Lauterecken Parken auf dem Gehweg: Bürgermeister Müller wird nun auch selbst aktiv und kontrolliert
In der Stadt wird schärfer gegen Parker auf dem Gehweg vorgegangen. Das hat Verbandsbürgermeister Andreas Müller angekündigt. Notfalls kontrolliere er selbst. Das war schon ungewöhnlich. Denn gerade als die Sitzung des Stadtrats zum Abschluss kommen sollte, ergriff Müller das Wort. Das Parken auf Gehwegen sei ein großes Problem in Lauterecken. Vielfach sei im Amtsblatt auf das ordnungsgemäße Parken aufmerksam gemacht worden; gebracht habe es aber nichts. „Noch sind wir keine Bananenrepublik, wir haben Gesetze“, wurde Müller deutlich, der es nicht hinnehmen will, dass Autofahrer rücksichtlos parken und Fußgänger deshalb auf der Straße laufen müssen.
„Schilder werden nicht aus Jux aufgestellt oder weil so viele im Bauhof liegen“, sagte er. Mittlerweile werde konsequent vorgegangen, heißt: Auch Müller selbst fotografiert Falschparker. Besonders ärgert ihn, dass „ein Ehrenamtlicher der Stadt“ dagegen Einwände habe – aus Sorge, es werde dann nicht mehr eingekauft. Dabei seien diese Kontrolle Aufgabe der Verbandsgemeinde, nicht der Stadt.

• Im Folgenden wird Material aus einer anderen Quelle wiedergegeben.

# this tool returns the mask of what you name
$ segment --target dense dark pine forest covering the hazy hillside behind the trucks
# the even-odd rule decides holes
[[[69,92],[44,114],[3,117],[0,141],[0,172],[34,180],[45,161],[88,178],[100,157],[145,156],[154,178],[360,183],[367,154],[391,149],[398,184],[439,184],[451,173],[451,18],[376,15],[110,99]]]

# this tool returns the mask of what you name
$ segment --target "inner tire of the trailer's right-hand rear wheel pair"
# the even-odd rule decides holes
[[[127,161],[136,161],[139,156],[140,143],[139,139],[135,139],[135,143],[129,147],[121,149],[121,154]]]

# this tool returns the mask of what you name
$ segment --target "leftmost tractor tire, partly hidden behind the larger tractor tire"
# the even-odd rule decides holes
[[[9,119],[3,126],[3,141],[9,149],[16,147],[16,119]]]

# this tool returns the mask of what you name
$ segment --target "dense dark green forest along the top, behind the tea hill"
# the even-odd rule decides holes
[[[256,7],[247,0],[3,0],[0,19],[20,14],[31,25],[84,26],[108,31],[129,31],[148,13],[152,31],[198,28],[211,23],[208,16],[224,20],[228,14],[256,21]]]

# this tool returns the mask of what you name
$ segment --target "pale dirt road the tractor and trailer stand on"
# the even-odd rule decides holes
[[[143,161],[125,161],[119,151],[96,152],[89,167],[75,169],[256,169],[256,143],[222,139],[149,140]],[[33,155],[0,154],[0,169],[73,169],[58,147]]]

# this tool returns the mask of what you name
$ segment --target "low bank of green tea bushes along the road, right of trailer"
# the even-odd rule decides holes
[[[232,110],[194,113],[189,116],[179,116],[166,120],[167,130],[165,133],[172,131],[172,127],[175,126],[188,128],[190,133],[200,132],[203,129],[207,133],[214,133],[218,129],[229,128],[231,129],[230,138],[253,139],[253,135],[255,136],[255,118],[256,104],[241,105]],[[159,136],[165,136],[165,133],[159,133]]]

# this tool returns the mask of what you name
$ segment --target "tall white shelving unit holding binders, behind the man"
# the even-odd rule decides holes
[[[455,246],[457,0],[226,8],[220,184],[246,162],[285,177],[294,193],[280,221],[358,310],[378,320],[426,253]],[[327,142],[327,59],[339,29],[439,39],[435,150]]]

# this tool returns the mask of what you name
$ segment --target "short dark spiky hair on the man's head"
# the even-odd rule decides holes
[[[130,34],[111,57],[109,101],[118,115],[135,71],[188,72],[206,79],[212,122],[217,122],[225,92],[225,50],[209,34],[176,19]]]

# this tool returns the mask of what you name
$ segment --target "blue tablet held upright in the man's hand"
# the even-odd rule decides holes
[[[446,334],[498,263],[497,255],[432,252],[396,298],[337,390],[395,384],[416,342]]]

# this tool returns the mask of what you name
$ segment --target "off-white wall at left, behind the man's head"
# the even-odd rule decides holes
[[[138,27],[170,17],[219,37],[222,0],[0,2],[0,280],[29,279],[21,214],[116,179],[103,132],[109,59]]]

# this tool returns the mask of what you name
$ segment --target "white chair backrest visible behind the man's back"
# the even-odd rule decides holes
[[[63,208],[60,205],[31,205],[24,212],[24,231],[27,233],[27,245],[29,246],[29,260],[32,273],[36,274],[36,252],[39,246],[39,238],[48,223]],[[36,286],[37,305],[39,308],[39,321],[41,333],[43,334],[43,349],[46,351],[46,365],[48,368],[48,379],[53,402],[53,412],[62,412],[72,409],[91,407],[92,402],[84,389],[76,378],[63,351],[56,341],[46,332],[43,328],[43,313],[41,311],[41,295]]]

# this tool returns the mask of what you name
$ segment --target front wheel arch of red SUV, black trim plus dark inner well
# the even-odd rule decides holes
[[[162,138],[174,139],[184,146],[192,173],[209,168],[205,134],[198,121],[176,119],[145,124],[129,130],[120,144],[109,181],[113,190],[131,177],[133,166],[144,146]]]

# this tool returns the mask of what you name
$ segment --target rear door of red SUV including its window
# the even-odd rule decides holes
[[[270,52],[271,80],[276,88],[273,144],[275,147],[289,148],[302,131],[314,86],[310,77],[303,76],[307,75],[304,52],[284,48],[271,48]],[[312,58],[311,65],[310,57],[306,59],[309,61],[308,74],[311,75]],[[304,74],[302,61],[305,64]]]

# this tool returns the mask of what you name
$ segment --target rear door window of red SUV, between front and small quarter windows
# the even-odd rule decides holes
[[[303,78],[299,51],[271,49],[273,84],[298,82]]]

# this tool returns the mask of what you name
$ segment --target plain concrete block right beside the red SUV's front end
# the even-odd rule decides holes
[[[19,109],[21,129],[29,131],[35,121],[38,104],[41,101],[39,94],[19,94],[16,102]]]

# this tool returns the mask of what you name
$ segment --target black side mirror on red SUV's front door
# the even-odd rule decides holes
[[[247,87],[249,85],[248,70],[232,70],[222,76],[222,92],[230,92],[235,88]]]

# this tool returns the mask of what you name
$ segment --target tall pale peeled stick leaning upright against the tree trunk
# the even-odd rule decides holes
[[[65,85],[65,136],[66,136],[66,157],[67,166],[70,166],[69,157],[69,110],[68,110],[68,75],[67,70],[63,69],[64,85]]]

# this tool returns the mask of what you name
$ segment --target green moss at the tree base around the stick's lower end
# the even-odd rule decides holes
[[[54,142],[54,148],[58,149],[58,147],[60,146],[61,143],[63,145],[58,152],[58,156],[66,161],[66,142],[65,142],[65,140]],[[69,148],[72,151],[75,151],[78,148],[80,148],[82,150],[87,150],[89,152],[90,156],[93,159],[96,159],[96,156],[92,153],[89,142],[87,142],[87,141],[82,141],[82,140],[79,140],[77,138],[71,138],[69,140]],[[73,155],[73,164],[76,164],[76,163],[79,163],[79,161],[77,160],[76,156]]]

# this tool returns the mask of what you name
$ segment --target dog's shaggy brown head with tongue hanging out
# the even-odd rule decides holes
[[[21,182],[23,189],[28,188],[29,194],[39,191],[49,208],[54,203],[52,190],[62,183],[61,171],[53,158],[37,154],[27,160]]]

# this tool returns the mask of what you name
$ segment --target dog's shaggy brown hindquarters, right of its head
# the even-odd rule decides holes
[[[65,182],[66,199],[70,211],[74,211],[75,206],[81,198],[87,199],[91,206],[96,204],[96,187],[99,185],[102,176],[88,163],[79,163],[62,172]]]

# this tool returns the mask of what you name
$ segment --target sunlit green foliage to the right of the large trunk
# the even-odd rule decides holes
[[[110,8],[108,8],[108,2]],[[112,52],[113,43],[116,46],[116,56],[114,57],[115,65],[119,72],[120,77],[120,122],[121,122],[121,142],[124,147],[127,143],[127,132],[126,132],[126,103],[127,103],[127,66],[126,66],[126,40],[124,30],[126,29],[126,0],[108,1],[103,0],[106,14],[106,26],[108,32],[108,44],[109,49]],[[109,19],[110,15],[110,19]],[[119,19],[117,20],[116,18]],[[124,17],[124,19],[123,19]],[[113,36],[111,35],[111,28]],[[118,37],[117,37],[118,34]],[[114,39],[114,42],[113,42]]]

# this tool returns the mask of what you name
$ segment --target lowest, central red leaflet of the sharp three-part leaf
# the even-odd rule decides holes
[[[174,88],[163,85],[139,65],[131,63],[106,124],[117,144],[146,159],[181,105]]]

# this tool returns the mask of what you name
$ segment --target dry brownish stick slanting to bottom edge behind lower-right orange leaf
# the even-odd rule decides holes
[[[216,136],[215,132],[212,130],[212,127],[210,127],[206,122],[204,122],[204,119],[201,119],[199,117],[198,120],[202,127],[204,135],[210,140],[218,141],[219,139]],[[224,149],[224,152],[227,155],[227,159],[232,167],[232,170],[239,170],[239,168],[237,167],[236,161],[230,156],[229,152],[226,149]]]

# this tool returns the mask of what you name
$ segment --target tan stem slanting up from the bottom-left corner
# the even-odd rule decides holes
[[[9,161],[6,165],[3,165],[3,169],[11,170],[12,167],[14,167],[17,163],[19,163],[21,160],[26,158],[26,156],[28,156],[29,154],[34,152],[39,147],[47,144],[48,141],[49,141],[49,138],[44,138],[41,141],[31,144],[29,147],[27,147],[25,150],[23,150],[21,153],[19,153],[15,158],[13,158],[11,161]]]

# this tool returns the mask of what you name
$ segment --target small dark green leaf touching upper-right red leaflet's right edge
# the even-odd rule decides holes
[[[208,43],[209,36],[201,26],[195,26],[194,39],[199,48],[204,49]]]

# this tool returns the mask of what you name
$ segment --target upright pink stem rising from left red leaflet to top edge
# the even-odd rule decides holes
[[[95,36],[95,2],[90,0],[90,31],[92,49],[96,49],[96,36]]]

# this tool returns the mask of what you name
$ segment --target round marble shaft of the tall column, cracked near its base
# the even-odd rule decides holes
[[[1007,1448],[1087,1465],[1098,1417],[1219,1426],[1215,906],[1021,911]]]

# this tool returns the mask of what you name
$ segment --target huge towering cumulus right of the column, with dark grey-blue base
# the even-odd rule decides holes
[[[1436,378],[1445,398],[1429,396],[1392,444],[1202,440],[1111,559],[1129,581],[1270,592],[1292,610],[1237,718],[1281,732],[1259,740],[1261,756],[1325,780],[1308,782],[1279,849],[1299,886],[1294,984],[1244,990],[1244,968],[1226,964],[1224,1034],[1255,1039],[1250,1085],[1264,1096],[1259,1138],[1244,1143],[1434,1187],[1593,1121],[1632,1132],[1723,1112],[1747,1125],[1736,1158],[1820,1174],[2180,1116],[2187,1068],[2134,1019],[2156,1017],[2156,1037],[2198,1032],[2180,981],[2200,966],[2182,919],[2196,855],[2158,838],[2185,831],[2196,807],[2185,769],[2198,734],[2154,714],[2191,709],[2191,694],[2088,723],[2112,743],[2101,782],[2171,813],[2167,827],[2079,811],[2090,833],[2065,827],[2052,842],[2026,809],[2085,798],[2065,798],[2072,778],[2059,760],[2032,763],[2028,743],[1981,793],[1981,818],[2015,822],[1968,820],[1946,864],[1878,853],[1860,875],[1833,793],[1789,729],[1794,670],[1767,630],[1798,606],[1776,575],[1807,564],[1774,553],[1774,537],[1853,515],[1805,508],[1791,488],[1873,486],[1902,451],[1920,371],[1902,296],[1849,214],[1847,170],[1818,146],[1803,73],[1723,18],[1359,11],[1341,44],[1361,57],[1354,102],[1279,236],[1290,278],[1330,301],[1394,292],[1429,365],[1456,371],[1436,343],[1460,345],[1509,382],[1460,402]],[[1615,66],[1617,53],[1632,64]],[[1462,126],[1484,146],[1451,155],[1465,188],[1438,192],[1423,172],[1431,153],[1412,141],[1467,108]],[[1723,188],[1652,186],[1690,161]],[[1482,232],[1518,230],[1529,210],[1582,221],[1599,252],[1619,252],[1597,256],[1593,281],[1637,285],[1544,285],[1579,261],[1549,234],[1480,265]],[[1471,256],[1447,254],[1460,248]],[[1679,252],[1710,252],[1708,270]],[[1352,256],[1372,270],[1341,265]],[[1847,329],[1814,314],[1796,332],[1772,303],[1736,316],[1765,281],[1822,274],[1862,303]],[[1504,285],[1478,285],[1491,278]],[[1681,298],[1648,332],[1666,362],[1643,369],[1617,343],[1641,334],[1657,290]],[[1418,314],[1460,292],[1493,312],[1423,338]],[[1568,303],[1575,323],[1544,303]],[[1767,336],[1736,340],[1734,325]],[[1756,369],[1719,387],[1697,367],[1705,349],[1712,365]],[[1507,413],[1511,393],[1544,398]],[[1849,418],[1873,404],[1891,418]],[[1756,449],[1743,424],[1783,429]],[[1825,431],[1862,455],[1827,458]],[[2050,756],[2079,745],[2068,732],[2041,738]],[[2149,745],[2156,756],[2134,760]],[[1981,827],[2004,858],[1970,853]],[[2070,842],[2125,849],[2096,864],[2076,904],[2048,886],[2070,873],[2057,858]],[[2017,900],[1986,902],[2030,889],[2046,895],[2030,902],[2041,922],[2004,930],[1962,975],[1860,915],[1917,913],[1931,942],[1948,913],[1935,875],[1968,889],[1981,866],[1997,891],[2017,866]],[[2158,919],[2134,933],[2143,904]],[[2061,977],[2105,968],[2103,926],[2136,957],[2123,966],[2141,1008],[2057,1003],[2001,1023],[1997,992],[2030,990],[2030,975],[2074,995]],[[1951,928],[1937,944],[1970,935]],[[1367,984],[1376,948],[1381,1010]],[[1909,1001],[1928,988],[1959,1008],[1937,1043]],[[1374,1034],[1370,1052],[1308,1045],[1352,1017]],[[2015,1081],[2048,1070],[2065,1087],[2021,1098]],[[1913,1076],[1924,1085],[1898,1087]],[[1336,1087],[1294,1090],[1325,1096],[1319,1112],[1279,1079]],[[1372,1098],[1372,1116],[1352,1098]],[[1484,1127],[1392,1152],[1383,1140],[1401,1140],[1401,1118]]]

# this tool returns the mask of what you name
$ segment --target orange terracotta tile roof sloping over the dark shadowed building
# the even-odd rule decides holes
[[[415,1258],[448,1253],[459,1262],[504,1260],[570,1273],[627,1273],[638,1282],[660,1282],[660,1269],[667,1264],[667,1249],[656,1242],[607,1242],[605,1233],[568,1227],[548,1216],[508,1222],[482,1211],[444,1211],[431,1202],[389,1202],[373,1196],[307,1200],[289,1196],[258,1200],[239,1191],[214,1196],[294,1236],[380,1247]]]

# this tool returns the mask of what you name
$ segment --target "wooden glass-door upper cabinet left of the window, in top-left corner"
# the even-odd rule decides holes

Stadtbeigeordneter Heinrich Schreck gab sich als „dieser Ehrenamtliche“ zu erkennen. Er stimme zwar Müller grundsätzlich zu. Doch solle man lieber mit den Leuten reden statt mit Strafzetteln zu drohen. „Das hat schon gefruchtet.“ Zudem mache sich Müller damit unbeliebt und „einen schlechten Namen“.
Müller widersprach: Zwei Monate lang sei ein VG-Mitarbeiter auf Parksünder zugegangen und habe Gespräche geführt. Die Besserung sei aber nur von kurzer Dauer gewesen. „Wenn ich Gesetze beachte, ist mir der Vorwurf eines schlechten Namens gerade egal. Ich bin der Verantwortliche der Verwaltung, der es zu kontrollieren hat. Daher bin ich mir auch nicht zu schade, selbst die Ordnung wieder herstellen zu wollen“. Die Bürger hätten ein Recht darauf, den Gehweg zu nutzen.